Plenum des Inselrats mit Präsidentin Catalina Cladera (Mi.): Hier wird über Regeln für Tourismus, Bebauung oder neue Straßen entschieden.  | FOTO: DM

Plenum des Inselrats mit Präsidentin Catalina Cladera (Mi.): Hier wird über Regeln für Tourismus, Bebauung oder neue Straßen entschieden. | FOTO: DM / Frank Feldmeier

Frank Feldmeier

Frank Feldmeier

Wenn der 28. Mai als Superwahltag gilt, dann auch deswegen, weil neben dem Balearen-Parlament und sämtlichen Gemeinderäten auch der Inselrat (Consell) neu gewählt wird. Die Institution steht immer ein wenig im Schatten der Landesregierung, obwohl sie inzwischen in zentralen Bereichen das Sagen hatvon der Sozialpolitik über die Verkehrsplanung und die Abfallwirtschaft bis hin zur Raumordnung und zum Tourismus. Die Landesregierung mag Rahmengesetze verabschieden – über die Lizenzen von Ferienunterkünften, deren Inspektion sowie auch die Tourismuswerbung entscheidet aber inzwischen der Consell.

Tourismus

Eine richtungsweisende Entscheidung fiel zuletzt vergangene Woche, just im letzten Plenum vor den Wahlen. Die Linksregierung aus Sozialisten, Més per Mallorca und Podemos beschloss mit einer Änderung des Raumordnungsplans den Verzicht auf 17.000 Gästebetten, die theoretisch noch hätten vergeben werden können. Anders gesagt: Neue Hotels und andere touristische Unterkünfte können künftig nur so viele Gästebetten bekommen, wie infolge der Schließung bestehender Betriebe an den Inselrat zurückfallen.

Der Schritt war schon länger angekündigt und mit einem im balearischen Tourismusgesetz vom vergangenen Jahr verankerten vierjährigen Moratorium vorgegeben. Vor allem Juniorpartner Més per Mallorca will den Massentourismus in seine Schranken weisen und die Tourismuswerbung auf null herunterfahren, was zuletzt zu massivem Streit mit dem sozialistischen Koalitionspartner führte.

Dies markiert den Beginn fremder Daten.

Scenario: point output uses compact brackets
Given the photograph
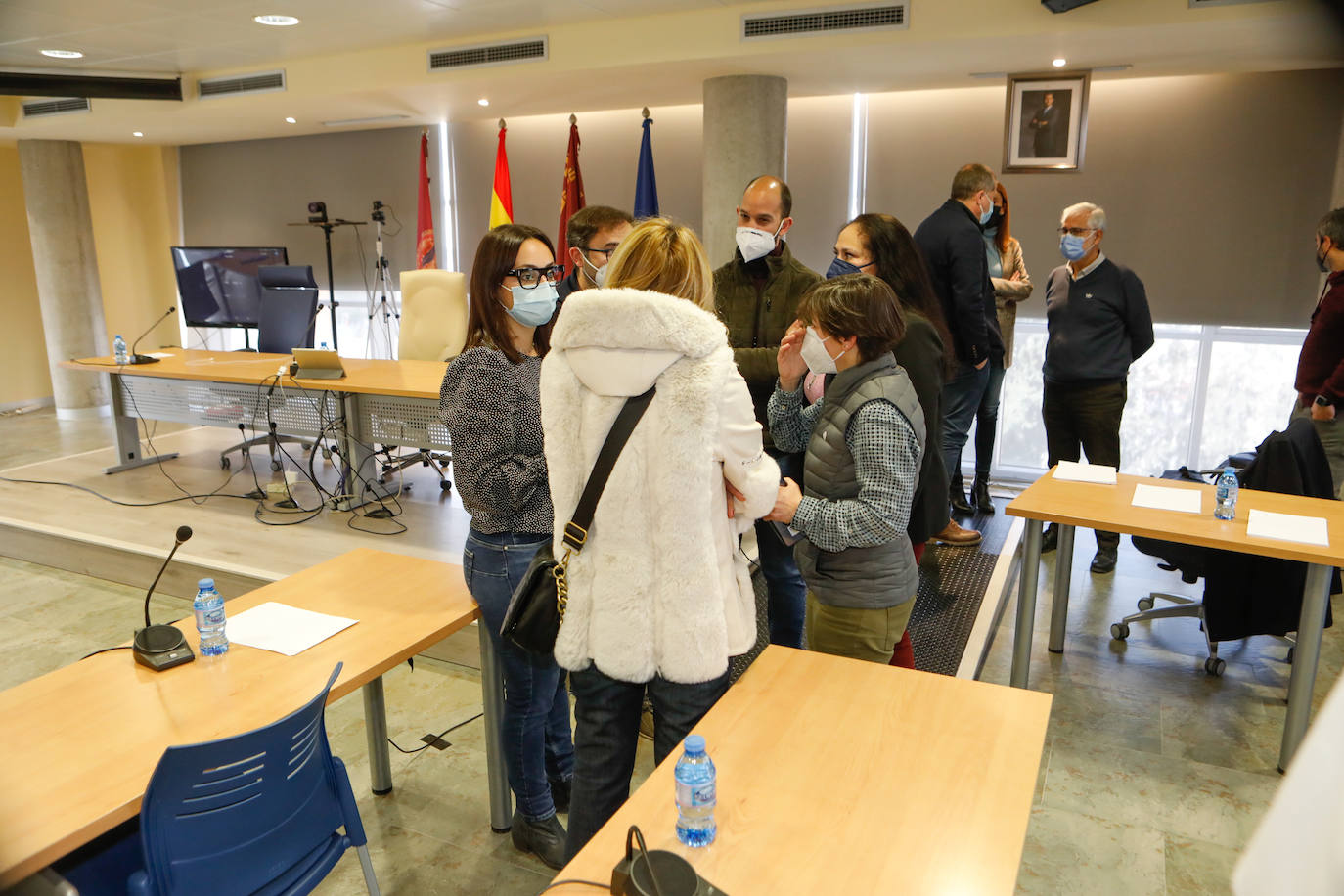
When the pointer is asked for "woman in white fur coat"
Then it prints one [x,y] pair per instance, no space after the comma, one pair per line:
[660,597]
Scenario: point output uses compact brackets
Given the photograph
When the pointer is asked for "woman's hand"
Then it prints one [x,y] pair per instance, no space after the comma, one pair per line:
[791,367]
[785,503]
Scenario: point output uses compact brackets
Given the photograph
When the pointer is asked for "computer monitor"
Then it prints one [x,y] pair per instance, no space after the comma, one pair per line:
[219,285]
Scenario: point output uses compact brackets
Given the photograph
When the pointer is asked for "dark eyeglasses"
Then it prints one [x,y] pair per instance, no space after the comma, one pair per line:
[530,277]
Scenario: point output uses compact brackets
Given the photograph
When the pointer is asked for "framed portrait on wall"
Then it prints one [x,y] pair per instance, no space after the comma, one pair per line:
[1046,121]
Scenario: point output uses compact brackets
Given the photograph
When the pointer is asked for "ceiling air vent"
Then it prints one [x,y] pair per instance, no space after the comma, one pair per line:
[60,107]
[870,17]
[263,82]
[489,54]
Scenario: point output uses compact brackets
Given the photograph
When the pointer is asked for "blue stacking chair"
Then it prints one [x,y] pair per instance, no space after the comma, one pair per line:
[255,813]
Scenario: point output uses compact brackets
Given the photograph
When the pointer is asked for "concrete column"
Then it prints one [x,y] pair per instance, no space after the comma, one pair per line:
[64,258]
[746,126]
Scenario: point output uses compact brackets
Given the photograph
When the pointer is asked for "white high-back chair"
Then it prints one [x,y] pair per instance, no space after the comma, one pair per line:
[433,323]
[433,328]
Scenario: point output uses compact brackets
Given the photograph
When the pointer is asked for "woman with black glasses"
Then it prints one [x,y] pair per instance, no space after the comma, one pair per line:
[491,407]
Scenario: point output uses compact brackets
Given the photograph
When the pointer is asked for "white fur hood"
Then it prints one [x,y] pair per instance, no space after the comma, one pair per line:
[617,341]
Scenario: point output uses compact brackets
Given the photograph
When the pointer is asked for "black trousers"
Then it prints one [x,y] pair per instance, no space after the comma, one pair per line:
[1086,417]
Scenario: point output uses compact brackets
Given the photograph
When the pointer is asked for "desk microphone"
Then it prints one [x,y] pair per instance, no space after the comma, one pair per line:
[148,359]
[162,647]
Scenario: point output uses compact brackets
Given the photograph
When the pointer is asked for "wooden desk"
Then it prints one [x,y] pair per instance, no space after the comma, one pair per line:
[377,402]
[845,777]
[81,743]
[1107,507]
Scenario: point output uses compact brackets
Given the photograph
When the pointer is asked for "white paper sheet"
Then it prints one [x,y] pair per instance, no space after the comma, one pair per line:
[1287,527]
[283,629]
[1075,471]
[1167,499]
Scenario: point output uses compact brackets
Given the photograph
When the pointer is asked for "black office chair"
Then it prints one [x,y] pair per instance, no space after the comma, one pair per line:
[285,321]
[1243,594]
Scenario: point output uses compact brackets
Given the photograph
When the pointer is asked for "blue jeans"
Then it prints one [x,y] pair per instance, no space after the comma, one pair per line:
[960,402]
[535,729]
[987,418]
[787,594]
[606,715]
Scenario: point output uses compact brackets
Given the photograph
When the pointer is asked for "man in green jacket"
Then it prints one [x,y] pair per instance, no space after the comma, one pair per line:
[757,297]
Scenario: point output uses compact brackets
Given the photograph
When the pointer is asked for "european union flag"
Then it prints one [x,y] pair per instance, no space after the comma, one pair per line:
[646,183]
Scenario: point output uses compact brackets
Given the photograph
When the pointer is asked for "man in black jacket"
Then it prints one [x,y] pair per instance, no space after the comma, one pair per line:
[1098,324]
[959,265]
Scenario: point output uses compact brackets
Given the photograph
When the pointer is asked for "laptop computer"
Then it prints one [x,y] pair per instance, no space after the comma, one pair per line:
[317,364]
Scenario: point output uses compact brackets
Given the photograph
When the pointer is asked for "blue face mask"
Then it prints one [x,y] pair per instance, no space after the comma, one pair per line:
[534,306]
[1071,247]
[839,267]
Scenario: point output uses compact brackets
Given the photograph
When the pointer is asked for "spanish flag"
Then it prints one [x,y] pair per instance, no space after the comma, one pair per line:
[502,198]
[424,214]
[571,188]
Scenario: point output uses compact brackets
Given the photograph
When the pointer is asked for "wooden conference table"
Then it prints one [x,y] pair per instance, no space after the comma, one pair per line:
[1107,507]
[845,777]
[81,743]
[377,402]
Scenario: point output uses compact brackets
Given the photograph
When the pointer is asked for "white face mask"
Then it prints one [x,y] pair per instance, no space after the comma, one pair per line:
[816,356]
[755,244]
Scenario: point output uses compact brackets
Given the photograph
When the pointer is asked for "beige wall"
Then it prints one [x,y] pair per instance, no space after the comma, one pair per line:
[25,375]
[133,204]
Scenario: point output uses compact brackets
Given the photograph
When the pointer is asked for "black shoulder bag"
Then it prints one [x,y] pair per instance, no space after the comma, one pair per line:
[536,607]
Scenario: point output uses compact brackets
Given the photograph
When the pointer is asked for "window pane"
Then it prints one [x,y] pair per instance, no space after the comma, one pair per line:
[1250,394]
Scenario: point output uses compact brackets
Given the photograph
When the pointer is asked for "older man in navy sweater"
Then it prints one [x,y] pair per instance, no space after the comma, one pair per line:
[1098,324]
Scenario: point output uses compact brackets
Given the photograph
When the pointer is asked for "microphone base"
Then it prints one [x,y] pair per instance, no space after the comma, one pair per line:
[161,648]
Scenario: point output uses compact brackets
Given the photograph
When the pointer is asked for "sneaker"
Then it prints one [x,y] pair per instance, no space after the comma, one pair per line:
[957,536]
[545,838]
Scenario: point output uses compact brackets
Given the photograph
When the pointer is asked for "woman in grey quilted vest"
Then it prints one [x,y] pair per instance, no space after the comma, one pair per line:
[865,439]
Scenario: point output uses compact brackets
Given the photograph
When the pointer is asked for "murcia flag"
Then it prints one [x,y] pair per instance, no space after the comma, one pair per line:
[571,191]
[502,198]
[425,215]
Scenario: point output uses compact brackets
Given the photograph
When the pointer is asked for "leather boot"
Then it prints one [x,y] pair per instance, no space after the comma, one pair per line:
[957,496]
[980,495]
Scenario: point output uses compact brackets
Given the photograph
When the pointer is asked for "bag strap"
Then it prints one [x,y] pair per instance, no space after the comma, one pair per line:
[575,531]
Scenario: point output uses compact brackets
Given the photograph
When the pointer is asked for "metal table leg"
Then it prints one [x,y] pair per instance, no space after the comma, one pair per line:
[1026,605]
[376,723]
[1316,596]
[492,700]
[128,432]
[1059,600]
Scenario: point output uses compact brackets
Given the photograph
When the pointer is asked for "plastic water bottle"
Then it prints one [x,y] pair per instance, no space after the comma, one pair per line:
[1225,495]
[695,794]
[210,619]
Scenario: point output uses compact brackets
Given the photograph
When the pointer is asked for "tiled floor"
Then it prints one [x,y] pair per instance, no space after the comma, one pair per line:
[1152,778]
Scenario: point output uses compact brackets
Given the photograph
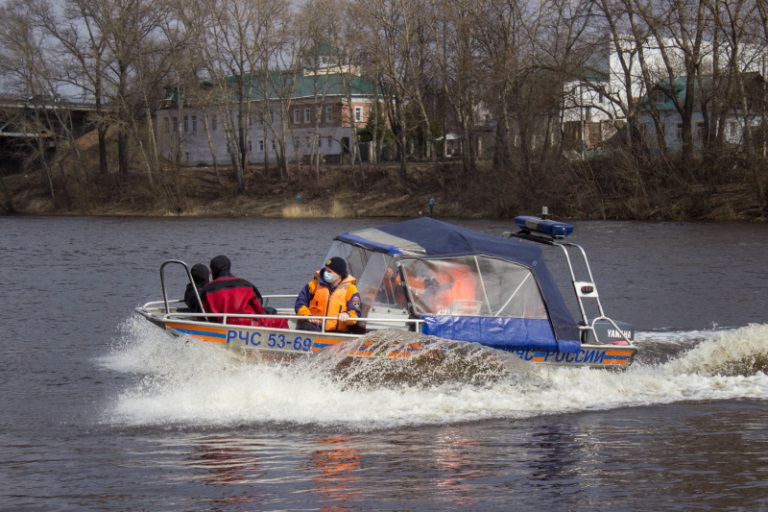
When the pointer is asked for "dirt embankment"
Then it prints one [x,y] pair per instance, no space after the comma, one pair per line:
[343,192]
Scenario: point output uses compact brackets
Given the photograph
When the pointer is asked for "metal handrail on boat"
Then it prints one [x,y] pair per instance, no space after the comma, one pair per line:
[584,289]
[148,308]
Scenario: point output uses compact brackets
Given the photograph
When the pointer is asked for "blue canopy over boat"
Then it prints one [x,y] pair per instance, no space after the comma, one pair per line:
[427,237]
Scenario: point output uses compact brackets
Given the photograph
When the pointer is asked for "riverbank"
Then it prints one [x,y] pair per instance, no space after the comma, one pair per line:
[344,192]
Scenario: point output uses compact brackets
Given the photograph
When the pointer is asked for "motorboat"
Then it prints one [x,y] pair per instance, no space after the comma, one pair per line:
[438,281]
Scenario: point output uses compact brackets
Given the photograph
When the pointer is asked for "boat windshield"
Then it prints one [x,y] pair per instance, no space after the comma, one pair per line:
[470,285]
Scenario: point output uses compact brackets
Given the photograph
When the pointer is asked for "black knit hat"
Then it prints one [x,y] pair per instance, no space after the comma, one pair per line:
[220,266]
[338,265]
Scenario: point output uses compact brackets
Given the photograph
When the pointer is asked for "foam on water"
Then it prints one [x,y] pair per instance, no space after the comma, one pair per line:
[186,382]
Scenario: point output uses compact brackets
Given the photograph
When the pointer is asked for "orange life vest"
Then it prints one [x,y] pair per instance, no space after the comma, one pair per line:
[325,303]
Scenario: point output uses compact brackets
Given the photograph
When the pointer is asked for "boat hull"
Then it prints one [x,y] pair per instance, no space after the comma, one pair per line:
[262,343]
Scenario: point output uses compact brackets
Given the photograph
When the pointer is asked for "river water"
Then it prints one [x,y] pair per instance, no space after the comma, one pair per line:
[102,411]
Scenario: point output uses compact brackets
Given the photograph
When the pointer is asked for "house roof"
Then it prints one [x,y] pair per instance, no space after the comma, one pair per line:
[280,84]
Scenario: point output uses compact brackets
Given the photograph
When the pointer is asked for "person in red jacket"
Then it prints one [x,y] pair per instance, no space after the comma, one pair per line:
[227,293]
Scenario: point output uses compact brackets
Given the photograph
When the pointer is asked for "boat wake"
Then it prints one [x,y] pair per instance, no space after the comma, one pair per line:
[184,382]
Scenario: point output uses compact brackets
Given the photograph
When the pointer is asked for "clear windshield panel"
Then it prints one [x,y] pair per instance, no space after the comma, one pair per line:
[379,285]
[473,285]
[354,256]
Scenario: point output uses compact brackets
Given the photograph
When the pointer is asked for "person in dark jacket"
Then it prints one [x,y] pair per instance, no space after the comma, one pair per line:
[227,293]
[230,294]
[200,277]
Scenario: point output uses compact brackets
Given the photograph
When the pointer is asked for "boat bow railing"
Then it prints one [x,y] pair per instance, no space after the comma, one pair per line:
[554,233]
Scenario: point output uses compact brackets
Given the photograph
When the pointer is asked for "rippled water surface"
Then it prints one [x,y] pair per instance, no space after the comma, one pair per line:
[102,411]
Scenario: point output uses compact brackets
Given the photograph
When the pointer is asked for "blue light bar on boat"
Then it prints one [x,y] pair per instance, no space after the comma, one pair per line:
[547,227]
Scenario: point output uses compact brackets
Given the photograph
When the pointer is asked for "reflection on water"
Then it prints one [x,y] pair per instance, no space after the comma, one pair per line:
[454,454]
[231,463]
[100,418]
[335,471]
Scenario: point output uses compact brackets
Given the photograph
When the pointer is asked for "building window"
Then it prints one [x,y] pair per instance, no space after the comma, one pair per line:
[733,130]
[700,131]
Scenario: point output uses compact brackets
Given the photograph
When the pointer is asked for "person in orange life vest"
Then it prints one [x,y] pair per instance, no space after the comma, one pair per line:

Die konservative Opposition dagegen kritisierte die Entscheidung über die Gästebetten als übereilt und wahltaktisch motiviert. „Damit können Sie das Leben vieler Familien ruinieren, die vom Tourismus leben“, bemängelte der Spitzenkandidat der Volkspartei (PP), Llorenç Galmés. Man sei sich bewusst, dass die Urlauberindustrie auf Mallorca nicht unbegrenzt weiterwachsen könne, sinnvoller wäre aber die Festlegung einer Obergrenze von Gästebetten. Insbesondere bei der Ferienvermietung auf dem Land will die PP weniger Restriktionen als derzeit. Diese müsse auch in Landschaftsschutzgebieten erlaubt werden, lautet eines der Wahlversprechen.

Verkehr

Deutlich unterscheiden sich die Positionen beider Lager auch in der Verkehrspolitik. Die Volkspartei hat die täglichen Pendler-Staus auf den Zufahrtsstraßen nach Palma und der Ringautobahn als zentrales Thema besetzt. Fast im selben Satz kündigt Galmés an, einerseits die nachhaltige Mobilität zu fördern, andererseits das von der Linksregierung eingeführte Tempolimit von 80 Kilometern pro Stunde wieder aufzuheben sowie die Spur auf der Flughafen-Autobahn abzuschaffen, die derzeit Bussen, Taxen und Pkw mit mehr als einem Insassen vorbehalten ist (VAO).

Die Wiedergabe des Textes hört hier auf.